# newbie says "hi" and thanks!! Couple of questions too



## lambs (Sep 6, 2012)

First let me say..what a nice message board!!! What wonderful information and such nice people here!! Thanks for letting me join!
Lurked for many years on other boards..wow, what a difference!

Made the walmart soap. I whipped the oils with my stick blender while waiting for the lye to cool. When I added lye it was a giant pile of pound cake like batter! LOL..My soap turned out fine except it made WAy more than 6 lbs!! 

Is there any practical reason to make that mistake again?

Question on youtube video..she mixed lye and water, then added her oils and let the heat melt them, then she added 2 cups of lemon juice. 
Why would you need to neutralize the ph if your soap cooked right? What do you think about that method? 

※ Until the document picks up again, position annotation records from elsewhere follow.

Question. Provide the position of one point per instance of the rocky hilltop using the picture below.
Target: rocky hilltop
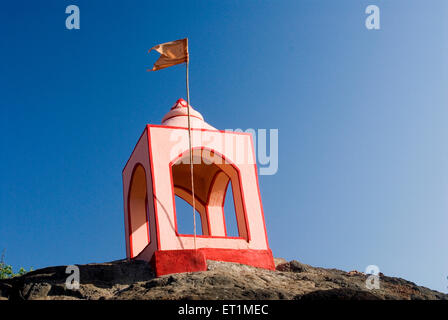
(135, 280)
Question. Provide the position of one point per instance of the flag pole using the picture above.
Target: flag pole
(191, 150)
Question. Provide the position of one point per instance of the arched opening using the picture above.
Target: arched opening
(138, 221)
(212, 176)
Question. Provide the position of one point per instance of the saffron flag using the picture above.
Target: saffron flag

Third question...does homemade soap kill germs as well as store bought? 

Thanks EVERYONE!!


----------



## [email protected] (Sep 18, 2008)

Did you make the Wal-Mart recipe from the soap recipe sticky here? It calls for 7# of oils, 1# of lye and (approx) 2# of liquid. So a total of about 10# of soap.
I melt my oils in my soap bucket. Add lye to frozen milk in a ss bowl and stir until the milk melts and the lye is dissolved. Then I add the lye/milk to the oils and stick blend.
Don't know about the youtube video. ?? Have no idea why she'd add lemon juice. With any new-to-you recipe, you should run it through a soap calculator to make sure it's using the correct amount of liquid and lye for the amount of oils. I like the calculator at thesage.com
Good handwashing kills germs. 

Welcome to the forum!!!


----------



## lambs (Sep 6, 2012)

:biggrin Duh..no wonder it did not fit in my six pound mold!!!! :rofl

Thanks!!


----------



## NubianSoaps.com (Oct 26, 2007)

If you liked the soap that the walmart recipe made, put it into the sage.com then click recalculate and put in 7 pounds, it will then change the recipe to fit your mold. Vicki


----------



## NPgoats (Mar 18, 2010)

Welcome to the forum! And happy soaping! I use two calculators because one gives me different info that is helpful to me. www.soapcalc.net
After doing a lot of reading I think that some of the EO's and other additives that you could add might be helpful in reducing the germs, but I'm new to soaping and really don't know the answer. I'm just guessing.
Linda


----------



## lambs (Sep 6, 2012)

Hi Linda,
thanks for the welcome!
I would be interested to know what you find out. Thanks for the soapcalctip too!


----------